Nein, es ist komplett andersrum. Es geht nicht um meinen persönlichen Geschmack, der sowieso etwas spezieller ist. Sondern darum, ob ein Spielestudio verstanden hat, was Spieler wollen. Und ob dieses Studio die Absicht hat ein gutes Produkt abzuliefern. Eine gut aussehende bzw. hässliche weibliche Spielfigur ist ein Indikator dafür. Ist wie oben beschrieben, wie beim Geigerzähler. Nicht der Geigerzähler ist das Problem sondern die Strahlung, die er anzeigt.
Beispiel: obwohl mir Evie optisch persönlich nicht so gefällt, ich kann jetzt schon sagen, dass Stellar Blade 2 ein voller Erfolg wird. Weil Shift Up mit Evie und den Trailern zeigt, dass sie verstanden haben was Spieler und Spielerinnen wollen. Und sie zeigen, dass ein gutes Produkt die allerhöchste Priorität hat. Es gibt bereits jetzt schon hunderte Cosplays von Evie obwohl das Spiel noch lange nicht draussen ist. Was wiederum bedeutet, diese Figur gefällt auch Frauen. Gibt es Cosplays von der Protagonistin aus 1348 ex voto? Natürlich nicht.
Für mich ist die Diskussion an diesem Punkt beendet.
Nicht, weil die Argumente so überzeugend wären, sondern weil inzwischen sehr deutlich geworden ist, worauf sie letztlich hinauslaufen.
Wer nach all den Facetten, die Spiele ausmachen, immer wieder bei der Attraktivität weiblicher Figuren als vermeintlichem Qualitätsindikator landet, verrät damit vor allem seine eigene Perspektive. Das mag für manche eine interessante Art sein, über Games zu sprechen. Für mich wirkt es eher bemerkenswert eindimensional.

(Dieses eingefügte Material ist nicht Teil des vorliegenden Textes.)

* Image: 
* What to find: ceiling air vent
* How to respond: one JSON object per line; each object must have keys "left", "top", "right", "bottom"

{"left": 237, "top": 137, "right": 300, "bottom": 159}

Ich teile dieses Frauenbild nicht, ich respektiere es nicht und ich halte es auch nicht für eine besonders gehaltvolle Grundlage, um über Spielequalität zu diskutieren.
Von meiner Seite ist damit alles gesagt.
Doch, gibt es. Sowohl vom Love Interest Bianca, als auch von der Protagonistin Aeta.
Du stehst also auf Mario und Minecraft Steve.
Sehr schön das du so offen dazu stehst.
Mario und Minecraft Steve?
*mwah*
😉
Dass niemand seinen Namen über den Artikel setzen wollte, sagt alles über das Thema, Asmongold und seine Fans aus, was man wissen muss.